…Per le cacce di movimento
Le metodiche-base di caccia, dalla notte dei tempi, son due e sempre quelle: 1) o si va a cercare la selvaggina nel suo habitat braccandola e incalzandola per costringerla a palesarsi; 2) oppure ci si apposta in luoghi propizi di transito in speranzosa attesa. Tertium non datur!

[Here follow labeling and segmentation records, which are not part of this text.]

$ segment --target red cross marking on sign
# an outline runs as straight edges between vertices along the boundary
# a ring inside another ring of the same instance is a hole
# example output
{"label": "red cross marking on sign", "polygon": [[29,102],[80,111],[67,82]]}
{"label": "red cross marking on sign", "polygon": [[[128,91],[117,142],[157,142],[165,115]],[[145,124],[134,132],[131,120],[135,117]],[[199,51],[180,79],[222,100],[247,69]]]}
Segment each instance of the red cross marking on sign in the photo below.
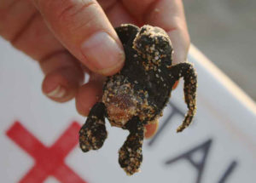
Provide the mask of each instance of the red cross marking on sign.
{"label": "red cross marking on sign", "polygon": [[[51,146],[45,146],[20,123],[15,122],[6,134],[35,160],[35,164],[19,181],[43,182],[54,176],[63,183],[86,183],[65,163],[65,157],[78,144],[80,125],[73,122]],[[47,135],[47,134],[46,134]]]}

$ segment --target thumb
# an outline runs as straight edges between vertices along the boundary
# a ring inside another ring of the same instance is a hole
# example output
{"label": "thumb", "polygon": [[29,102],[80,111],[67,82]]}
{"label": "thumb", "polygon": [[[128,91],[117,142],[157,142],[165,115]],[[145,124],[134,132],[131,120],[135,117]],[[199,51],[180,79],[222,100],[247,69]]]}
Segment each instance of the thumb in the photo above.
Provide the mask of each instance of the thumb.
{"label": "thumb", "polygon": [[120,70],[122,44],[96,0],[32,0],[59,41],[89,69],[103,75]]}

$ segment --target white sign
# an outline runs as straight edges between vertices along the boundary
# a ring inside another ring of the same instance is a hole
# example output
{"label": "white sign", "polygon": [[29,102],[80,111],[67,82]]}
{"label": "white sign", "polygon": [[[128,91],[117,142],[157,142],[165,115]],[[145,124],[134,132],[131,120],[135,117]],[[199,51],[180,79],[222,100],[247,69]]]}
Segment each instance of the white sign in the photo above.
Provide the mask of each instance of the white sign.
{"label": "white sign", "polygon": [[1,182],[256,182],[256,106],[194,47],[198,110],[183,133],[183,84],[172,92],[156,135],[144,141],[141,173],[127,176],[118,150],[127,131],[108,124],[98,151],[83,153],[78,131],[85,119],[74,102],[57,104],[41,92],[38,64],[0,39]]}

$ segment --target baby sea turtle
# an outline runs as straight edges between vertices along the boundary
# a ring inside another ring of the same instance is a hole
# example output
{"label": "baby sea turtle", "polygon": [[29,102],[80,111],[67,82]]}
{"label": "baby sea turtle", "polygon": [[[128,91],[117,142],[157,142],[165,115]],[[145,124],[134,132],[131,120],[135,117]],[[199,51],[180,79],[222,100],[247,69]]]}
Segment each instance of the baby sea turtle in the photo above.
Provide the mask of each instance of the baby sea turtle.
{"label": "baby sea turtle", "polygon": [[119,151],[119,163],[127,174],[133,174],[143,161],[144,126],[162,115],[172,86],[180,77],[184,80],[189,111],[177,131],[191,123],[196,109],[197,76],[189,62],[172,65],[172,43],[161,28],[125,24],[116,31],[125,52],[125,63],[119,73],[108,77],[101,101],[91,108],[79,131],[79,143],[84,152],[101,148],[108,134],[105,117],[112,126],[128,129],[130,134]]}

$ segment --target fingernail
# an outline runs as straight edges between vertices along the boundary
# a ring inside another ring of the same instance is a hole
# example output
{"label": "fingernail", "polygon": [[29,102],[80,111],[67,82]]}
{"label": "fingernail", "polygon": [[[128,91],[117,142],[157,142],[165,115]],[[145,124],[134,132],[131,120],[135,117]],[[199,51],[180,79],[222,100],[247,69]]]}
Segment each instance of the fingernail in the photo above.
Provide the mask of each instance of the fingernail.
{"label": "fingernail", "polygon": [[123,49],[106,32],[92,35],[81,45],[86,60],[97,70],[110,71],[125,61]]}
{"label": "fingernail", "polygon": [[45,94],[47,96],[54,98],[62,98],[66,94],[66,89],[63,87],[57,86],[54,90]]}

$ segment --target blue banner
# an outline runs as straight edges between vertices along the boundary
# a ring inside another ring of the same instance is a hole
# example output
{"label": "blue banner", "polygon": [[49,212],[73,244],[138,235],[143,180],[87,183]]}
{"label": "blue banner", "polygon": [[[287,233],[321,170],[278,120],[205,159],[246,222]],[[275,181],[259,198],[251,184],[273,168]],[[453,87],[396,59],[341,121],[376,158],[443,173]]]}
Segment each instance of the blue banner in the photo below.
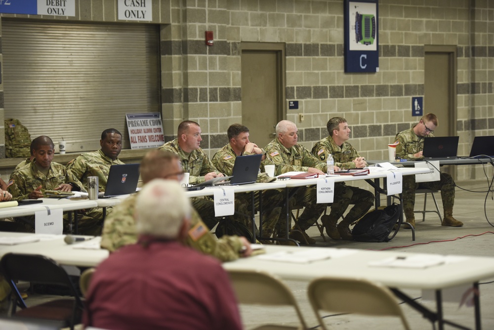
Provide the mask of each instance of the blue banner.
{"label": "blue banner", "polygon": [[0,13],[38,14],[37,0],[0,0]]}

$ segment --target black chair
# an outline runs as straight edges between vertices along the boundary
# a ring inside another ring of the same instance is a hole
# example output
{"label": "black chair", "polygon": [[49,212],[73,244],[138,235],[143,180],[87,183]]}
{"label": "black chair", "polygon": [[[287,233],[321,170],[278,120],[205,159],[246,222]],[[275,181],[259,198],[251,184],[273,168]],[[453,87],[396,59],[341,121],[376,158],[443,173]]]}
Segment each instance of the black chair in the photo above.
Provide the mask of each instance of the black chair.
{"label": "black chair", "polygon": [[[23,319],[63,322],[74,329],[81,323],[83,305],[68,274],[54,260],[43,255],[7,253],[0,260],[0,271],[10,285],[13,293],[11,315]],[[57,299],[28,307],[15,285],[18,281],[61,286],[74,298]],[[16,310],[17,307],[21,308]]]}

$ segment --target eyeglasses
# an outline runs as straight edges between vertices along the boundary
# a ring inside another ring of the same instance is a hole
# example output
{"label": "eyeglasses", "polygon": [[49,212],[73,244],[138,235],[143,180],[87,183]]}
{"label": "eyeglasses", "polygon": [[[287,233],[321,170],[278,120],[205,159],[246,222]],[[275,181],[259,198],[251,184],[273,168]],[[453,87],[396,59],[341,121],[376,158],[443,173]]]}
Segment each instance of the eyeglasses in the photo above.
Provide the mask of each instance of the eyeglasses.
{"label": "eyeglasses", "polygon": [[434,134],[434,129],[431,129],[430,128],[429,128],[429,127],[428,127],[427,126],[425,126],[425,123],[424,123],[423,122],[422,122],[422,124],[424,124],[424,126],[425,127],[425,131],[426,132],[429,132],[429,133],[432,133]]}
{"label": "eyeglasses", "polygon": [[166,175],[163,176],[163,178],[167,179],[170,176],[176,176],[177,179],[178,181],[180,181],[182,178],[183,178],[184,172],[182,171],[182,172],[177,172],[176,173],[170,173],[169,174],[166,174]]}

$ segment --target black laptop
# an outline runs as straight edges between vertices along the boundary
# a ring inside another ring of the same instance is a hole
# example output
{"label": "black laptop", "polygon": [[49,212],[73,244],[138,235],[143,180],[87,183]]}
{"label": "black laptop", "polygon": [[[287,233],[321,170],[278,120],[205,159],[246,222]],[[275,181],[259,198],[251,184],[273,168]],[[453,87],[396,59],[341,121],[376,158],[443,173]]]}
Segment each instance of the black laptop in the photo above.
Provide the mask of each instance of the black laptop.
{"label": "black laptop", "polygon": [[254,183],[257,180],[262,155],[239,156],[235,158],[230,184]]}
{"label": "black laptop", "polygon": [[424,140],[424,159],[451,159],[456,158],[459,136],[427,137]]}
{"label": "black laptop", "polygon": [[110,166],[108,180],[105,193],[100,198],[112,197],[120,195],[133,194],[139,181],[139,165],[137,164],[112,165]]}
{"label": "black laptop", "polygon": [[470,151],[470,158],[494,157],[494,135],[476,136]]}

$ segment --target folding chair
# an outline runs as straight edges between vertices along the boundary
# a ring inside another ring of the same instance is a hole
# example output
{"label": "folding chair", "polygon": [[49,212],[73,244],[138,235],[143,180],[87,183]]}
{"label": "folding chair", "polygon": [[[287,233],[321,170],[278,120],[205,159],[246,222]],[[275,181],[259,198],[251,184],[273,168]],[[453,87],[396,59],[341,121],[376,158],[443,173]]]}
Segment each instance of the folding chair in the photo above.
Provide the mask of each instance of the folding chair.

Da ciò ne possiamo dedurre che sempre due, almeno in termini generali, sono le tipologie di abbagliamento tecnico che abbisognano ai cacciatori. Se dunque siete cinofili impenitenti, di quelli che dall’apertura sino alla fine uscite ogni giorno consentito, con ogni tempo e da buio a buio coi vostri cani, questo – per esperienza personale ed in termini analitici – è quello che spigolando fra il marasma delle offerte mi sento senza mezzi termini di consigliare…
Settembre-ottobre
Il concetto chiave in questa forma di caccia è senza dubbio quello della “cipolla”; ovvero di un equipaggiamento che ci consenta di variare senza ingombri ed eccessivi problemi la “pesantezza” del nostro vestiario.
Un “sistema” dunque d’abbigliamento capace di proteggerci dalle insidie dell’ambiente e dai disagi che può causarci, con l’avanzare della stagione (o con normali mutamenti quotidiani), il clima stesso.
Teoricamente lo scenario che ci si parerà dinnanzi dall’apertura e per le successive tre, quattro settimane, sarà quello di una campagna e relative boscaglie generalmente ancora in foglia, con erbe alte e sporchi fittissimi, dominati da albe fresche e umide di rugiada cui potrebbero far riscontro, col passare delle ore, giornate di caldo quasi estivo.
Che si sia perciò a quaglie o a fagiani, a starne, rosse o cotorni in montagna assai utile sarà indossare una camicia tecnica in Coolmax o fibre similari, capaci di una termoregolazione spontanea insuperabile.
Con condizioni di bel tempo, mite, asciutto e cacce prevalentemente campestri, sarà sufficiente sovrapporci un maglione in filato antigoccia idrorepellente su cui indosseremo un comodo gilet (ce ne sono una marea ed uno più bello e tecnico dell’altro) magari in tinta coi pantaloni (oppure una trisacca).
Diversamente da ciò, vale a dire con mattine di pioggia o fresche ed umide di guazza, dove magari andremo a cercare qualche fagiano tra sporchi e boscaglie, ecco che entra in campo uno di quei veri e propri capolavori della moderna tecnica applicata al tessile, veri e propri non plus ultra per il cacciatore col cane da ferma, best-seller quattro-stagioni dalle caratteristiche ineguagliabili.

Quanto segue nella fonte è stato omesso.